Enfin, la présence d'équipements au sol et la circulation de centaines de camions pour apporter l'eau nécessaire à la fracturation serait susceptible de nuire à l'attractivité touristique des territoires concernés.

La plupart de ces allégations font l'objet de controverses entre les industriels ou l'administration américaine et ceux qui dénoncent l'exploitation des gaz de schiste ou les conditions de cette exploitation.

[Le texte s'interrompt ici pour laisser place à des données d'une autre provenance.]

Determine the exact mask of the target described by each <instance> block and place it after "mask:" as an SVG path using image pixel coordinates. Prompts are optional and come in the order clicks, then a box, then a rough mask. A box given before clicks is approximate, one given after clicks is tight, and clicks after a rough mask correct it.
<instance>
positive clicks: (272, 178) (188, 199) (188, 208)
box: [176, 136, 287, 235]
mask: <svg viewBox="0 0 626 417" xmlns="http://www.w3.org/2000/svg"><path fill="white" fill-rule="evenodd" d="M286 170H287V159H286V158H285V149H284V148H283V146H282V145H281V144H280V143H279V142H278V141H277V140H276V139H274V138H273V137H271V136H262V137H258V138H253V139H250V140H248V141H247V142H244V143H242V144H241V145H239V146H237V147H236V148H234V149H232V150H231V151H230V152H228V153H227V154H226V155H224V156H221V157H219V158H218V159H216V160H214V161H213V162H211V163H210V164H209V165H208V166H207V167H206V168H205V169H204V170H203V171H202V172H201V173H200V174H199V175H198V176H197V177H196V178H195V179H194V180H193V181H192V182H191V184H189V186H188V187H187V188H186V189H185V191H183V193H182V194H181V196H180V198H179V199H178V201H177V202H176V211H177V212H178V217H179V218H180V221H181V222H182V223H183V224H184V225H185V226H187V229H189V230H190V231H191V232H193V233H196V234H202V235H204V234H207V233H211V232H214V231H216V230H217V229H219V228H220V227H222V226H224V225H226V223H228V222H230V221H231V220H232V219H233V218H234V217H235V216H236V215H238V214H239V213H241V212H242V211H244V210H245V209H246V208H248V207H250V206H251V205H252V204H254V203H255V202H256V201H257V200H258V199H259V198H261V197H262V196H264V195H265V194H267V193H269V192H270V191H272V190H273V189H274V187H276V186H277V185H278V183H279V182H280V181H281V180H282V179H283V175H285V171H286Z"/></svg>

En particulier, la contamination de l'eau potable par du gaz de schiste, qui constitue l'un des points centraux du film documentaire Gasland, a été présentée comme « impossible » par les industriels, qui mettent en avant l'épaisseur des couches géologiques qui séparent la roche-mère des nappes souterraines d'eau potable.

Une étude scientifique récente a pourtant mis en évidence des cas de contamination de l'eau potable qui semblent liés à l'exploitation du gaz de schiste. Les auteurs estiment probable que le gaz ne soit pas remonté à travers le sol en raison des fissures provoquées par la fracturation hydraulique, mais que la contamination soit plutôt due à un défaut de cimentation du puits.

Un cas de contamination de l'eau potable par du gaz de schiste

Une étude récente8(*) publiée par la National Academy of Sciences des États-Unis a mis en évidence scientifiquement des cas de contamination de l'eau potable par du méthane à proximité de puits d'extraction de gaz utilisant la fracturation hydraulique. Cette étude concerne les zones de Marcellus et d'Utica dans l'État de Pennsylvanie et constate une concentration de méthane beaucoup plus importante dans les puits situés à proximité des zones d'extraction.

Les chercheurs expliquent que le méthane dissous dans l'eau potable n'est pas classé actuellement comme un agent dangereux pour la santé par ingestion, mais qu'il peut avoir des effets asphyxiants dans un espace confiné et présente un risque d'explosion ou de feu.

Or la nature chimique du méthane retrouvé dans les nappes phréatiques correspond à celle du méthane provenant de la couche de schiste (méthane « thermogénique »). Il ne s'agit donc pas de méthane « biogénique » présent dans les couches superficielles.

Toutefois, les chercheurs n'ont trouvé dans cette nappe phréatique aucune trace des fluides utilisés pour la fracturation. Le gaz ne serait pas remonté directement de la couche de schiste via la fracturation hydraulique, réalisée plusieurs centaines de mètres en-dessous de la nappe, mais se serait diffusé lors de sa remontée par un puits présentant un défaut de cimentation.

Les auteurs de l'étude recommandent une poursuite des recherches et des mesures scientifiques, ainsi qu'un renforcement de la régulation publique concernant les pratiques de fracturation hydraulique, sans demander l'arrêt pur et simple de cette technique.

Il ne saurait bien sûr être question, dans le cadre du présent rapport, de trancher une question qui relève d'abord des scientifiques.

Votre rapporteur note toutefois que la question révèle une insuffisance des connaissances scientifiques et nécessite donc la poursuite et l'approfondissement de programmes tendant à mieux comprendre les mécanismes concernés.

Il note également que la fracturation hydraulique, qui s'accompagne d'une activité importante en surface et notamment de la circulation de nombreux camions si l'eau est acheminée par la route, ne dure que quelques jours sur un puits. D'après les industriels rencontrés, un à deux mois après le début du forage, la plupart des équipements sont retirés et le site n'occupe plus qu'une place limitée au sol.


* 8 Stephen G. Osborn, Avner Vengosh, Nathaniel R. Warner, Robert B. Jackson, Methane contamination of drinking water accompanying gas-well drilling and hydraulic fracturing, Proceedings of the National Academy of Sciences of the United States of America, 17 mai 2011, volume 108, n° 20.